Al escucharme, el negro abrió grandes ojos y palideció.

-¡Ay! No, señor -exclamó con voz sorda-, ni por todo el oro de este mundo. La señora vieja está viva todavía; y si llegara a saber que por ahí ha pasado la infidelidad de su marido, sería capaz de adivinar también que yo, ¡ay, Jesús!, que yo fui quien abrió esa puerta para que el amo, ¡pobre señor!, entrara al monasterio... ¡María Santísima! No, no, señor. Además, el armario está incrustado en la pared, y es imposible moverlo.

Costóme gran trabajo para calmar su espanto; y cuando le hube prometido un profundo secreto, me refirió cómo la casa vecina hizo en otro tiempo parte de un convento de monjas donde su amo tuvo la temeridad de amar a una esposa del señor y cómo, no contento con la enormidad de ese crimen, había profanado la casa de Dios con el auxilio de su esclavo albañil y carpintero, abriendo en la pared una puerta que correspondía al interior del armario.

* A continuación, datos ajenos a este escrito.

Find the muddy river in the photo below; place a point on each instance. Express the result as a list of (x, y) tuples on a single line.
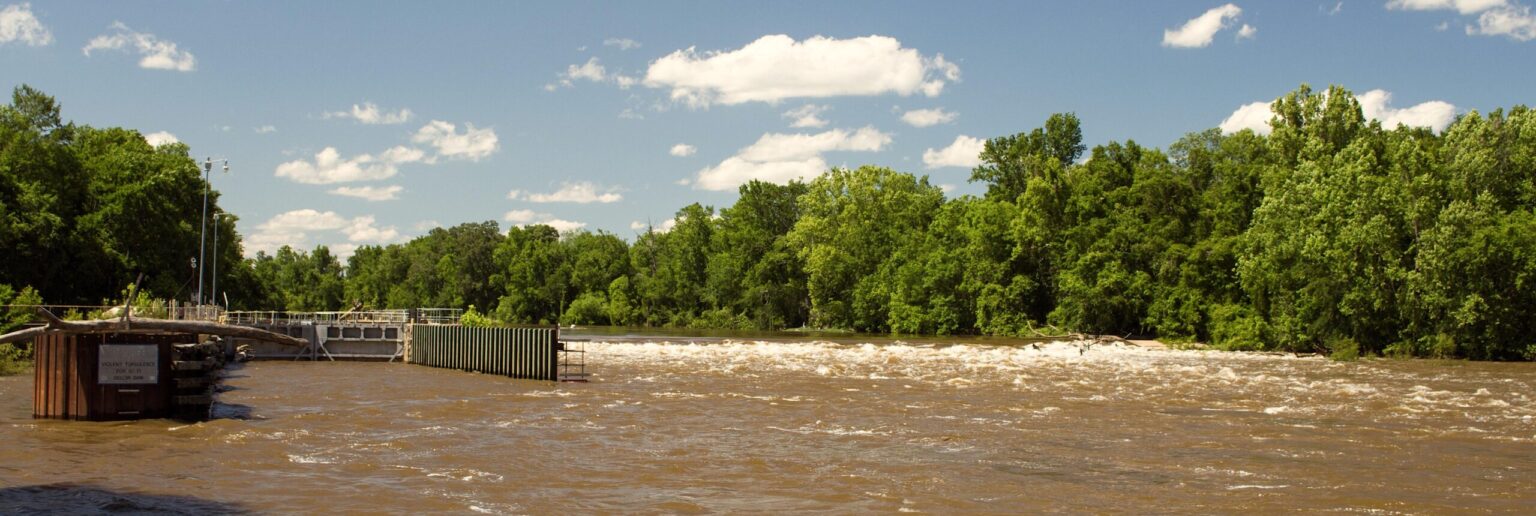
[(742, 426)]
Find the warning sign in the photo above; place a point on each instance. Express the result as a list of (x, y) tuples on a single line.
[(128, 364)]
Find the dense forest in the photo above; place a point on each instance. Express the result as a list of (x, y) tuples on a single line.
[(1330, 234)]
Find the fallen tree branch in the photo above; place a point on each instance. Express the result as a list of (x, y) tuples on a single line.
[(54, 324)]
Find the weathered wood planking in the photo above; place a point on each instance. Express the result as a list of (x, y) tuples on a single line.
[(66, 378)]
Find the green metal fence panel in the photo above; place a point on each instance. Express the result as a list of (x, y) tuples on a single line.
[(521, 352)]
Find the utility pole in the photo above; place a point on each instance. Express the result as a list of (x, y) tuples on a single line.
[(201, 244)]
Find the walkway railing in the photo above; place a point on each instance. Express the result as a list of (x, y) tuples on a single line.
[(358, 317)]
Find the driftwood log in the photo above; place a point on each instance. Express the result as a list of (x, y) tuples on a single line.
[(125, 324)]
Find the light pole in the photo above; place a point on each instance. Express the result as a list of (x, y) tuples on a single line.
[(212, 292), (201, 243)]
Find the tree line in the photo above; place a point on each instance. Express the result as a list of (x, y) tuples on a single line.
[(1330, 234)]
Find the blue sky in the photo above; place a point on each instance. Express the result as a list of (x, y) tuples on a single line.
[(352, 123)]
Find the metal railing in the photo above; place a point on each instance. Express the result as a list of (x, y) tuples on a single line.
[(354, 317)]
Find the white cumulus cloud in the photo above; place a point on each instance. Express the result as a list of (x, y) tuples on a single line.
[(524, 218), (784, 157), (160, 137), (370, 192), (808, 115), (928, 117), (306, 228), (1251, 115), (17, 25), (622, 43), (1373, 105), (682, 151), (154, 52), (470, 145), (329, 166), (776, 68), (1198, 31), (581, 192), (662, 228), (963, 152), (370, 114), (1435, 114)]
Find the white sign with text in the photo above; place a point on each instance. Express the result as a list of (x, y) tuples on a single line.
[(128, 364)]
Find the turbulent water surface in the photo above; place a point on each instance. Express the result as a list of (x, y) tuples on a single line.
[(741, 426)]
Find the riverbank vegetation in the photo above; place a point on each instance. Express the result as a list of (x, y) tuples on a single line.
[(1329, 234)]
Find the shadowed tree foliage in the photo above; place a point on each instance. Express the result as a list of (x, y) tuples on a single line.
[(1329, 234)]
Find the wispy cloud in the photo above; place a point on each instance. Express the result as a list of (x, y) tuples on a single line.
[(370, 114), (154, 52), (19, 25), (777, 68)]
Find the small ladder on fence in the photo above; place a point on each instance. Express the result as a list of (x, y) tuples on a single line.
[(572, 360)]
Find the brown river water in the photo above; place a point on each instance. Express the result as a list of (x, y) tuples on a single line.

-Así es, señor -concluyó el negro-, que desde que el amo murió, este armario es mi pesadilla. Siempre temiendo que tire el diablo de la manta, siempre temblando de que una innovación a la casa descubra esta puerta y el nombre de su artífice, pues la señora sin duda me asaría vivo.

-No temas, Juan -le dije para tranquilizarlo-. ¿Quién se lo diría? Yo seré callado como la muerte, y cuando me haya ido de aquí, el secreto se habrá ido conmigo para siempre.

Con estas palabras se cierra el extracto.